For UK investors (viewed on a more limited range of assets due to poorer availability of consistent data), gold has topped the table 5 times since 2000 and beaten the FTSE All Share 10 times.
Gold's annual performance in 2013 sank to the bottom of the table, recovering in 2014 to beat UK equities for the first time since 2011 – and outperforming overseas equities for US investors thanks to the resurgent Dollar's exchange rate – only to retreat again in 2015, heading for New Year 2016 with a 10% annualized loss for US investors before whipping sharply higher again amid the political shocks to Western markets first of the UK's Brexit referendum and then the election of celebrity real-estate mogul Donald J.Trump to the White House.
Volatility in gold's annual returns outstrips other assets. But the lesson from 2008 remains plain. Diversification counts, and gold really does act as portfolio insurance when investors most need it. It should be considered a prime candidate for helping offset the equity, interest-rate and real estate risk of a broader, well-balanced investment portfolio
All data are total returns, before costs or taxation unless specified, updated for 2016 to market close on Friday, 30 December. The tables are published to inform your thinking, not lead it. All information and analysis must be verified elsewhere should you choose to act.
Notes on gold's annual performance comparison, US data:
- Gold topped this US asset performance table 6 times in the last 40 years, behind commercial real estate (REITs, 11 times), foreign stock markets (9x) and US equities (7x);
- Gold also came bottom 9 times – worse than any other major asset class, and just ahead of commodities (8 times);
- Gold's 40-year change (+669% gross of costs) has beaten inflation (328%), housing (598%, excluding costs + yield) and cash (cumulative 535%). Commodities have dropped below end-1975 levels (-3.05%);
- REITs are the best-performing asset both since 1977 (6,787% cumulative gains on reported performance before costs) and also so far in the 21st century (up 536% since 1999);
- Gold is the next best performer since 1999 (+299%) and then corporate bonds (174%);
- Gold's worst year was 1981, costing US investors 32%. 2008 was the worst year for REITs (down 37%), US stocks (down 37%) and overseas equities (down 43%);
- Since 1977 gold rose in all 3 years when US stocks lost 10% or more, averaging 9.6% gains.
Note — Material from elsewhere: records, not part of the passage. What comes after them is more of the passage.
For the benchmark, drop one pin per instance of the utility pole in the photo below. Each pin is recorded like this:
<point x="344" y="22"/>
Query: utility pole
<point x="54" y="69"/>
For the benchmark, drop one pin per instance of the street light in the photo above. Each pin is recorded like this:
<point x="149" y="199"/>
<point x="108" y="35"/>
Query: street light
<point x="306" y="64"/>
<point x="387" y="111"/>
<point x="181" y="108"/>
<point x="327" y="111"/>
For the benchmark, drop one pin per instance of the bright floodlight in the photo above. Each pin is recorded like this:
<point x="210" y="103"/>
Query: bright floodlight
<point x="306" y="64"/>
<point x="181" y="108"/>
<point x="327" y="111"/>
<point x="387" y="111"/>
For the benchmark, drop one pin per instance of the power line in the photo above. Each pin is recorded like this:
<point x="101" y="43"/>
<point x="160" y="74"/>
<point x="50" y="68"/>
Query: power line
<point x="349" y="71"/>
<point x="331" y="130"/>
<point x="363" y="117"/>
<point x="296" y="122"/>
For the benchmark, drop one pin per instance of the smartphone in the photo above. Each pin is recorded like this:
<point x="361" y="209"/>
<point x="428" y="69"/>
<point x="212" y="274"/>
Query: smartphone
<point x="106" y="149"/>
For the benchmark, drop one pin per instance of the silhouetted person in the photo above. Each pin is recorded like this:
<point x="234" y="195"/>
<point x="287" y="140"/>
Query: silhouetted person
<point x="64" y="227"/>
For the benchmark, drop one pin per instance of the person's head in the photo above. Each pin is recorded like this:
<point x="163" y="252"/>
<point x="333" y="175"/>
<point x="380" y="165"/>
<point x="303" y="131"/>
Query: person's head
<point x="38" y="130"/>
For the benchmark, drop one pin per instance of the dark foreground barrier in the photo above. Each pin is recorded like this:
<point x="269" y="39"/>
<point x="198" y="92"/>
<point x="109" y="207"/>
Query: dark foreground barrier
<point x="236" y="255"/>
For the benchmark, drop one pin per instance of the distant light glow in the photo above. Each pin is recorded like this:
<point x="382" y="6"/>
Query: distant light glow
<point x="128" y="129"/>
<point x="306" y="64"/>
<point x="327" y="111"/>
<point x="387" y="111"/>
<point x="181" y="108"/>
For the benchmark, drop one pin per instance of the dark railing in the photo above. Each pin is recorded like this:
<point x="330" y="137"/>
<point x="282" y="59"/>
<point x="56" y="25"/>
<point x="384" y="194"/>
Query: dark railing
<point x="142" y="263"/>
It averaged 11.3% when REITs fell the same, rising on 3 of 5 occasions;
- The US stock market has now risen 8 calendar years running, matching its 1980s' bull run and just 1 year behind its 1990s' record stretch;
- Cash interest rates have lagged inflation 16 times since 1977, twelve of them since 2002. Gold rose in all but 3 of those events (2013-2015);
- Gold lagged CPI inflation consistently from 1994-2001. Note that in all of those 8 years cash in the bank beat inflation.